Yes, the world of kashrus and standards are bewildering to the layman–many times
they are bewildering to the Rav, as well. Yet the Rav, if he is to do properly what
is expected of him, will either know, or find out, or refer .
YOU must find a Rav whom you trust. Relatively few Rabbonim today have the expertise
or knowledge to be able to guide you, the layman, through the labyrinth of the myriad
halachos and pesakim there is to know. But what you can expect, and must trust
your Rav to do, is to sift through all the noise that is at there and get you
the information you need or to refer you to a source that can.
And indeed, the age of specialization in halachah is upon us. This Rav knows
about shatnez, this one about different hechsherim, this one Choshen Mishpat. Kashrus
referral services are here to stay ( I know, I subscribe to most of them! One of
the finest and extremely informative is the source of last week’s conversation with
the shuk vendor—found at
The fundamental principle is that the layman needs a Rav, and
the layman MUST trust that Rav, or find a different Rav whom he does trust ; the
Rav either knows or finds out or refers; and must be able to admit being wrong,
and to say he doesn't know when he doesn't(as Moshe Rabbeinu did in VaYikrah 10:20,
see Rashi there). And the job of sifting through all the information to make a
decision what to do is enough to keep one busy full-time.
And so, we come to the end of the series—and yes, the bottom line, if one has
that need to get a one-liner " bottom line", is two lines:
- In general, b'derech k'llal, Mehadrin standards are not "more
kosher" –but they are much safer. There is yir'as shamayim to
consider, as well as practicality
- Ask your Rav, that's what he's there for. And if you don't trust him, get
one that you do. The Rav's responsibility is to know, or to find out, to be
agenda-free, and to be able to admit he doesn't know and/or was mistaken .
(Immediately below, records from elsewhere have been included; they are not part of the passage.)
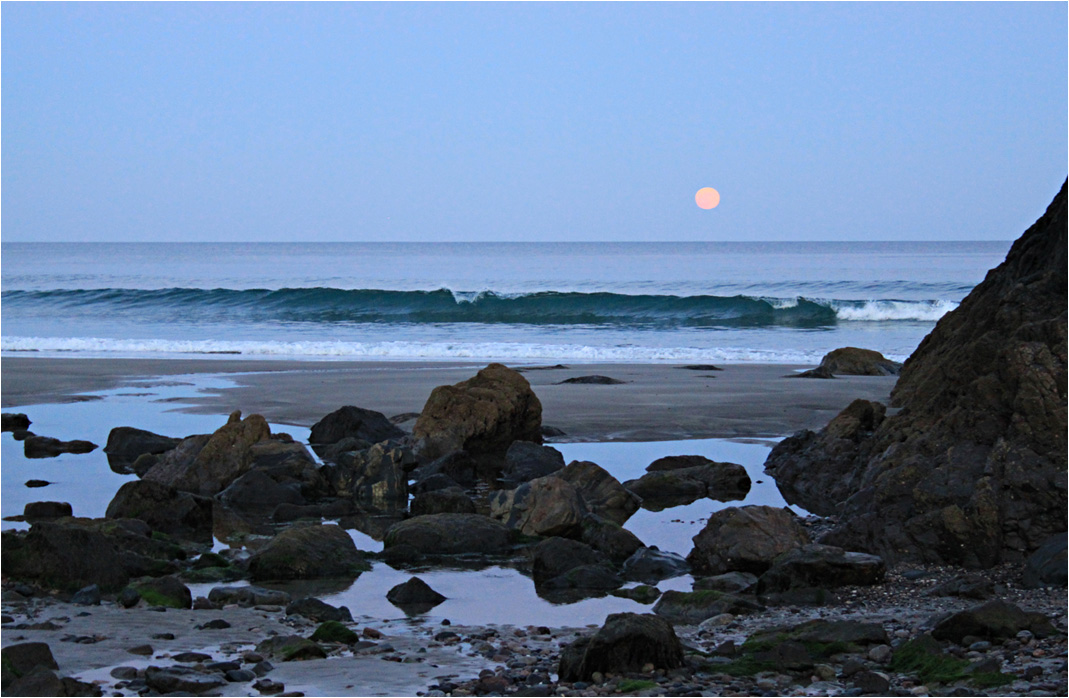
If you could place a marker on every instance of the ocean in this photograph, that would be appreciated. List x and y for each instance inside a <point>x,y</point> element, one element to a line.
<point>775,303</point>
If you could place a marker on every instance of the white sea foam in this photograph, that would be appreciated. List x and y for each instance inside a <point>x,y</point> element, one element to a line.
<point>402,351</point>
<point>893,310</point>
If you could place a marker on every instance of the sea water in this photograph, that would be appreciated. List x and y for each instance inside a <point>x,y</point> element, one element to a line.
<point>513,301</point>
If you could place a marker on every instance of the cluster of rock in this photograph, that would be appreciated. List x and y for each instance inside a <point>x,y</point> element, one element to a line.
<point>972,468</point>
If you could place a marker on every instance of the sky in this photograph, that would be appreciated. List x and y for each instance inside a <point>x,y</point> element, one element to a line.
<point>392,122</point>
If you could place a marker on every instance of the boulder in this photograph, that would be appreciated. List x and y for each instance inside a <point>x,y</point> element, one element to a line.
<point>308,553</point>
<point>46,447</point>
<point>374,478</point>
<point>607,537</point>
<point>602,493</point>
<point>320,611</point>
<point>1047,565</point>
<point>543,507</point>
<point>670,487</point>
<point>450,534</point>
<point>35,510</point>
<point>126,444</point>
<point>994,620</point>
<point>650,565</point>
<point>450,500</point>
<point>972,468</point>
<point>223,458</point>
<point>525,461</point>
<point>625,644</point>
<point>850,360</point>
<point>414,596</point>
<point>746,539</point>
<point>484,414</point>
<point>353,422</point>
<point>164,509</point>
<point>823,567</point>
<point>14,421</point>
<point>693,607</point>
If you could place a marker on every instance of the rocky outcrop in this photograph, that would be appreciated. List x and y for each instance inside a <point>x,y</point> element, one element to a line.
<point>625,644</point>
<point>482,415</point>
<point>972,469</point>
<point>746,539</point>
<point>850,360</point>
<point>223,458</point>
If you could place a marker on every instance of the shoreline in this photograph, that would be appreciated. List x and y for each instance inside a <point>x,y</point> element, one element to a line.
<point>653,402</point>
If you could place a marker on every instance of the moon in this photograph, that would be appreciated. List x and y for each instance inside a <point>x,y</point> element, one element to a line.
<point>707,198</point>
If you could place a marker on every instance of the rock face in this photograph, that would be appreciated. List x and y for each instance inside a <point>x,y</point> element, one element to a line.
<point>225,456</point>
<point>484,414</point>
<point>624,645</point>
<point>746,539</point>
<point>972,470</point>
<point>851,360</point>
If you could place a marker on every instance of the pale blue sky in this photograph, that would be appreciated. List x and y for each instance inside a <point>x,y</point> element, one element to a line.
<point>530,122</point>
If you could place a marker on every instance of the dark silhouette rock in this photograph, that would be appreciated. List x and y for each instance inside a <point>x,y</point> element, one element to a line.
<point>484,414</point>
<point>525,461</point>
<point>353,422</point>
<point>851,360</point>
<point>450,534</point>
<point>624,645</point>
<point>46,447</point>
<point>972,470</point>
<point>746,539</point>
<point>164,509</point>
<point>308,553</point>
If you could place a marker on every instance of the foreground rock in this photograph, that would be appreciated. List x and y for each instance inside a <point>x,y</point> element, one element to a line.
<point>625,644</point>
<point>973,468</point>
<point>747,539</point>
<point>484,414</point>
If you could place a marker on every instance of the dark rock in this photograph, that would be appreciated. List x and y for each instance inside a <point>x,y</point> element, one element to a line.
<point>87,596</point>
<point>165,591</point>
<point>663,489</point>
<point>602,493</point>
<point>821,565</point>
<point>591,379</point>
<point>678,463</point>
<point>994,620</point>
<point>484,414</point>
<point>692,607</point>
<point>745,539</point>
<point>181,680</point>
<point>14,421</point>
<point>525,461</point>
<point>651,565</point>
<point>414,595</point>
<point>308,553</point>
<point>35,510</point>
<point>46,447</point>
<point>624,644</point>
<point>608,537</point>
<point>164,509</point>
<point>972,469</point>
<point>126,444</point>
<point>319,610</point>
<point>450,534</point>
<point>1047,567</point>
<point>850,360</point>
<point>290,648</point>
<point>354,422</point>
<point>450,500</point>
<point>543,507</point>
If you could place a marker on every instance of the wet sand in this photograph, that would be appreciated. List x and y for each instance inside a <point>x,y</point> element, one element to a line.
<point>654,402</point>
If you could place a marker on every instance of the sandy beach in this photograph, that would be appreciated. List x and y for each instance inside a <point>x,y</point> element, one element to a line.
<point>654,402</point>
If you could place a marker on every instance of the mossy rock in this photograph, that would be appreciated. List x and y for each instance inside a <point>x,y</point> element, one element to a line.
<point>332,631</point>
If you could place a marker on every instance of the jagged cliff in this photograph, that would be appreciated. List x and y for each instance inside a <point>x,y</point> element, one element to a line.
<point>972,469</point>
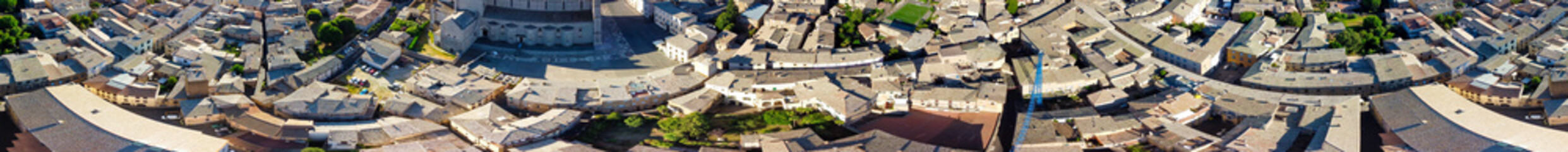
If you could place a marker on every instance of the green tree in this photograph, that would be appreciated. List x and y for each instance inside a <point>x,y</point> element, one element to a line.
<point>347,24</point>
<point>686,126</point>
<point>1012,7</point>
<point>11,34</point>
<point>83,21</point>
<point>314,15</point>
<point>726,21</point>
<point>1293,19</point>
<point>8,5</point>
<point>1372,5</point>
<point>634,121</point>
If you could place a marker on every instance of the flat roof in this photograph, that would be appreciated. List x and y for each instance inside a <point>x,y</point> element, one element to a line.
<point>1435,118</point>
<point>68,115</point>
<point>537,16</point>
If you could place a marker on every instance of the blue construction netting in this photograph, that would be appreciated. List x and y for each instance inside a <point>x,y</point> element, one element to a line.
<point>1034,99</point>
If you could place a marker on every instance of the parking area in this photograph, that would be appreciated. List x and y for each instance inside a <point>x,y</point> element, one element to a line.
<point>1524,115</point>
<point>378,84</point>
<point>173,118</point>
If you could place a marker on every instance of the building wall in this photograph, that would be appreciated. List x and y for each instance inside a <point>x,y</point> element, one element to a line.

And, I cannot stress strongly enough, and therefore I repeat :
- Do NOT imply that the food others are eating is treif. That they are being
mechallel Shabbos.They are not!
- Do NOT imply that you are a better Jew than these others are .You do not
know if you are or not!
- Do NOT act condescendingly towards those who choose to use less-than-Mehadrin
standards–it is permissible for them to!
- Do NOT play one-upsmanship(my hashgachah is better than your hashgachah
If you practice the above, then you have the right to expect that YOUR standards
be respected, not mocked, or become a reason for dispute or machlokess.